Packaged Food Policies and Double Standards
A much more current and consumer-relevant dimension of gastronomic politics is the differentiation of packaged foods by country. The same product from the same brand, under the same name, can be produced with different ingredients depending on the country it's exported to. For example, while the packaging of a product sold in the European market by one of Turkey's leading snack brands highlights the phrase "does not contain palm oil," the version of the same product in the Turkish market contains palm oil. Similarly, chocolates sent to India may be sweeter and spicier, while versions sent to Europe might be more bitter. McDonald's special McTurco menu for Turkey, Ramadan iftar menus, or special vegetarian menus for India are clear examples of this market segmentation. While some of these practices can be defended as cultural adaptation, situations where food safety decisions differ by country lead to much more controversial issues for consumers.

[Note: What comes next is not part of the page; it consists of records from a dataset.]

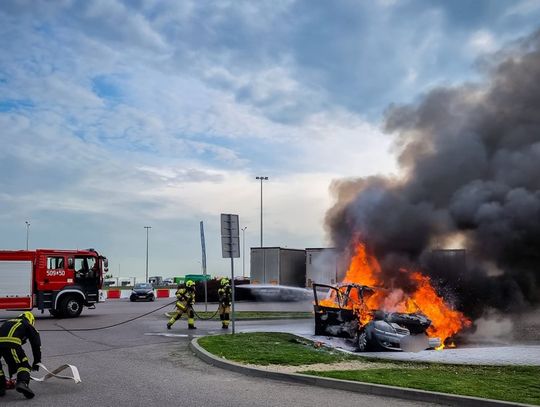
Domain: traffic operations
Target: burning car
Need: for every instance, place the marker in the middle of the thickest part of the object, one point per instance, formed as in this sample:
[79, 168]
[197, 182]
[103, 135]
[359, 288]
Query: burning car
[344, 313]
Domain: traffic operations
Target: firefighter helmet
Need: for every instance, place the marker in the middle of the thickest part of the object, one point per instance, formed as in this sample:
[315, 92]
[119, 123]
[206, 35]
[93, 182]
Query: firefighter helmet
[224, 282]
[29, 317]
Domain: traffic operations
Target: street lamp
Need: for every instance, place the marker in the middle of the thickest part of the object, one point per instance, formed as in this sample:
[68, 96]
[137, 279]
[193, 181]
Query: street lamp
[262, 179]
[27, 232]
[244, 251]
[147, 229]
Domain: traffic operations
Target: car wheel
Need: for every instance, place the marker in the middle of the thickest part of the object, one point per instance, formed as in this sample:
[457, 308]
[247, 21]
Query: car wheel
[71, 306]
[362, 341]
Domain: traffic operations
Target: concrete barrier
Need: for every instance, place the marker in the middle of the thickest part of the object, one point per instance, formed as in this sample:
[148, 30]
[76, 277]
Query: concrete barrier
[113, 294]
[162, 293]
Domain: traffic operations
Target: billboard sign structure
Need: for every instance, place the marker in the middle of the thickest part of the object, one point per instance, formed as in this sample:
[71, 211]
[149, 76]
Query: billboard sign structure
[230, 236]
[230, 248]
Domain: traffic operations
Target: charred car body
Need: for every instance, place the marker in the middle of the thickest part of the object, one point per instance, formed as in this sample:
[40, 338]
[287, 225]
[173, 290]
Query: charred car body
[340, 317]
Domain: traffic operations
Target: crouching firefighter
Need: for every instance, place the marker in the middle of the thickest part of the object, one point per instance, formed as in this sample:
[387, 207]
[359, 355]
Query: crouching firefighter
[224, 296]
[185, 297]
[13, 334]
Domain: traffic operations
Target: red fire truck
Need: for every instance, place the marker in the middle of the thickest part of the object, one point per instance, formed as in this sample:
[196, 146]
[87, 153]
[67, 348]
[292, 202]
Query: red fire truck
[62, 281]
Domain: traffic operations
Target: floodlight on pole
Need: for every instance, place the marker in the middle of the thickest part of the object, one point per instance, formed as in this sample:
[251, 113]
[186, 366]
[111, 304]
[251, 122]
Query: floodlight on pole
[27, 232]
[244, 251]
[262, 179]
[147, 229]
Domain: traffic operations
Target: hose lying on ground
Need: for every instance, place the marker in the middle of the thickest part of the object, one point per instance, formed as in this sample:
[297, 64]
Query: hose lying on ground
[108, 326]
[74, 371]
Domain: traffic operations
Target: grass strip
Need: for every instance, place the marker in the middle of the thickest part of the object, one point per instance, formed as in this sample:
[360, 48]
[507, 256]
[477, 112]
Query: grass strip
[509, 383]
[252, 315]
[269, 349]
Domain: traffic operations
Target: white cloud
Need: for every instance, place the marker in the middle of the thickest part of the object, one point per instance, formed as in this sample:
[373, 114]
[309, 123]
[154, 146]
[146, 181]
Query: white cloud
[482, 42]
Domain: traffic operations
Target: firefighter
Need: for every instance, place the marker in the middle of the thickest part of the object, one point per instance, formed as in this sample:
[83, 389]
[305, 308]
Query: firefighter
[224, 296]
[13, 334]
[185, 297]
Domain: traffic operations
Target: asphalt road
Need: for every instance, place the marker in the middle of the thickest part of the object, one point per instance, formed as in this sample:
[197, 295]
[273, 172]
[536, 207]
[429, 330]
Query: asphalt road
[141, 363]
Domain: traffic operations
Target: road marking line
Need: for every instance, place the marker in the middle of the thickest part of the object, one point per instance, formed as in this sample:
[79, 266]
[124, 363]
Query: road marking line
[172, 335]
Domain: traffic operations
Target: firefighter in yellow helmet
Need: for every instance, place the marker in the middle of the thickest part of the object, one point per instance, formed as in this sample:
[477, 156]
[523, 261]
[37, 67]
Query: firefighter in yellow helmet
[185, 299]
[224, 296]
[13, 334]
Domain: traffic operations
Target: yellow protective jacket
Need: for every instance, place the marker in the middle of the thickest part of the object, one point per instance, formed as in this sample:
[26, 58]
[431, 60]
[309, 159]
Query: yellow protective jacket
[185, 295]
[15, 332]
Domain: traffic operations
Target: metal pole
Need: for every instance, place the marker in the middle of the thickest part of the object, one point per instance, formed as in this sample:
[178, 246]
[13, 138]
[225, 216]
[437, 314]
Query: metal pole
[203, 266]
[232, 294]
[244, 252]
[147, 229]
[261, 214]
[27, 232]
[262, 179]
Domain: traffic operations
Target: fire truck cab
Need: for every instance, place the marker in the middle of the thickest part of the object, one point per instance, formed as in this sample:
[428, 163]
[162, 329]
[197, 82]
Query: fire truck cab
[62, 281]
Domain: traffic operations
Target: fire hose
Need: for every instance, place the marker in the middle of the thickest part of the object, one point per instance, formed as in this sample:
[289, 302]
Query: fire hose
[55, 373]
[108, 326]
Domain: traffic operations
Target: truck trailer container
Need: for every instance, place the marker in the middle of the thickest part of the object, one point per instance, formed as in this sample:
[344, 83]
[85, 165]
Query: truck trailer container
[279, 266]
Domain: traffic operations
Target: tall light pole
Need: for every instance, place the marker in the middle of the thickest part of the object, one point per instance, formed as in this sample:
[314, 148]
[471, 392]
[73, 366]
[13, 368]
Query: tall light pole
[147, 229]
[27, 232]
[244, 251]
[262, 179]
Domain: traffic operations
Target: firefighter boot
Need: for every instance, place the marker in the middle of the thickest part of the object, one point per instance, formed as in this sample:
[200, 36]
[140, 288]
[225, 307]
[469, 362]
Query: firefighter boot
[23, 388]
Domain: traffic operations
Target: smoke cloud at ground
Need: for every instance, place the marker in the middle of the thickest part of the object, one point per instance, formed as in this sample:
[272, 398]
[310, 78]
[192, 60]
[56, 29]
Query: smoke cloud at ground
[470, 161]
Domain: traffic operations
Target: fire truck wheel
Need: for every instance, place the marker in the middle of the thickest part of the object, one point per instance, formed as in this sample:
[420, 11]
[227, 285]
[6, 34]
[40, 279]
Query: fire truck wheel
[71, 306]
[55, 313]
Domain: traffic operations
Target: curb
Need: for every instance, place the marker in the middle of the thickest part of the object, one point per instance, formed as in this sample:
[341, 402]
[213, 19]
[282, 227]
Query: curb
[358, 387]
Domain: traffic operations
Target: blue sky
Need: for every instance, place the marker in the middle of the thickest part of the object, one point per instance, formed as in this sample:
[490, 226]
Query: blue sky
[119, 114]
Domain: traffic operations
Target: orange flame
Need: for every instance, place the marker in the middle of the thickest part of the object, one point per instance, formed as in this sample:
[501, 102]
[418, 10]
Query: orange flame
[364, 269]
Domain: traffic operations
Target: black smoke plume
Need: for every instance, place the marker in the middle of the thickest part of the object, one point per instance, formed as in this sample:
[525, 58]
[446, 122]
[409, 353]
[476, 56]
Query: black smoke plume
[470, 163]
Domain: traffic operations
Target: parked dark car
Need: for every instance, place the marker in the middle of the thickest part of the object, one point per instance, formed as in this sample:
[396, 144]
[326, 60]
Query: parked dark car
[385, 331]
[142, 291]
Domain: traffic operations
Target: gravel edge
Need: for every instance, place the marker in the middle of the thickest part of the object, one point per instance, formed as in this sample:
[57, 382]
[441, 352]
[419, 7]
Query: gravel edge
[357, 387]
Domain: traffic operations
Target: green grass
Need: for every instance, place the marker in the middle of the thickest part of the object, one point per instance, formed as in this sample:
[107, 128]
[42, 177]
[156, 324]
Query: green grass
[509, 383]
[269, 349]
[247, 315]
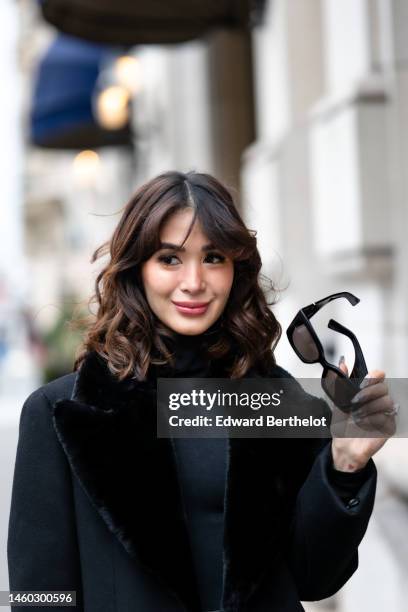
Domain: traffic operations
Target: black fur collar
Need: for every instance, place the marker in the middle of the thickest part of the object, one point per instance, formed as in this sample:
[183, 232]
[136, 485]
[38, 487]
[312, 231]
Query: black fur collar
[108, 432]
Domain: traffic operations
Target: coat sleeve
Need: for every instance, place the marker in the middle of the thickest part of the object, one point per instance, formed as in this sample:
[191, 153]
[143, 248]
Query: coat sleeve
[326, 531]
[42, 547]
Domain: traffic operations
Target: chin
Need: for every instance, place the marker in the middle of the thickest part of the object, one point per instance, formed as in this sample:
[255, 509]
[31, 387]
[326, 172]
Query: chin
[190, 328]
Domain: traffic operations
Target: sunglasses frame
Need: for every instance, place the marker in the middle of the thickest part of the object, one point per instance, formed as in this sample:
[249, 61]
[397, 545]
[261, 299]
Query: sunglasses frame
[359, 371]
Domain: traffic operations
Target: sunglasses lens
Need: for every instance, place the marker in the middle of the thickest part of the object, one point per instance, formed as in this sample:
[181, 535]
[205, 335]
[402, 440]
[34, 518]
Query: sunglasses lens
[304, 343]
[339, 389]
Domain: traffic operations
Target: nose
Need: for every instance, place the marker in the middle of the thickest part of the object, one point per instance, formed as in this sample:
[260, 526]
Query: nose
[193, 279]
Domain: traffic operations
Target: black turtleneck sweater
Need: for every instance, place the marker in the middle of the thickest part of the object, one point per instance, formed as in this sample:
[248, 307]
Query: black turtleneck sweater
[202, 465]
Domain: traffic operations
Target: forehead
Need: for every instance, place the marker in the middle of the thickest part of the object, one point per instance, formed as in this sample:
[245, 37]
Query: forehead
[176, 227]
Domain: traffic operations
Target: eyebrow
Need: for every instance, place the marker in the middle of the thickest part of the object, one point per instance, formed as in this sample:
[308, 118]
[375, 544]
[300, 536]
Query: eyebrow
[176, 247]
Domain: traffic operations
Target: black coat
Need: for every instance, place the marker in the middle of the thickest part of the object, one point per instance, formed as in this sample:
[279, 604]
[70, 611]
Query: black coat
[96, 508]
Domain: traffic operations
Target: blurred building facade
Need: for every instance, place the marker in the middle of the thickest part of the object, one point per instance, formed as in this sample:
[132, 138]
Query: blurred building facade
[304, 117]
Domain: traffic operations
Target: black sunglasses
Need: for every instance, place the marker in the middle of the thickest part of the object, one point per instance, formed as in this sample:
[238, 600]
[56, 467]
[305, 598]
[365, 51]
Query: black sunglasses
[307, 346]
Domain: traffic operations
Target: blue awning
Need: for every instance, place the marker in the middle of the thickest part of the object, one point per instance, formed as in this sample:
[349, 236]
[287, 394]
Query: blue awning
[61, 113]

Lack of Transparency in the Food Chain
An incident in the egg supply chain in recent years directly illustrates this discussion: a substance classified as carcinogenic and banned internationally in agriculture since 1980 was detected in a batch of eggs exported from Turkey to Tunisia. Tunisia returned this batch. However, no clear information was provided to the public regarding whether the returned batch was destroyed, by what procedure it was destroyed if it was, or whether it was re-released into the domestic market. Such uncertainties always keep alive the suspicion of transparency in the food chain and double standards between the domestic market and export markets.
The story of the croissant opens up a much broader discussion than just the origin of a single product. The incompatibility of culinary history with nation-state borders, how misleading the question of "whose?" actually is in gastronomy, how social media distorts taste memory, and how the global food chain shows different faces to consumers are the main branches of this discussion. A legend constructed around the Siege of Vienna is still believed to be true even three and a half centuries later. Unfortunately, the smaller, true realities of history continue to be overshadowed by smaller misconceptions.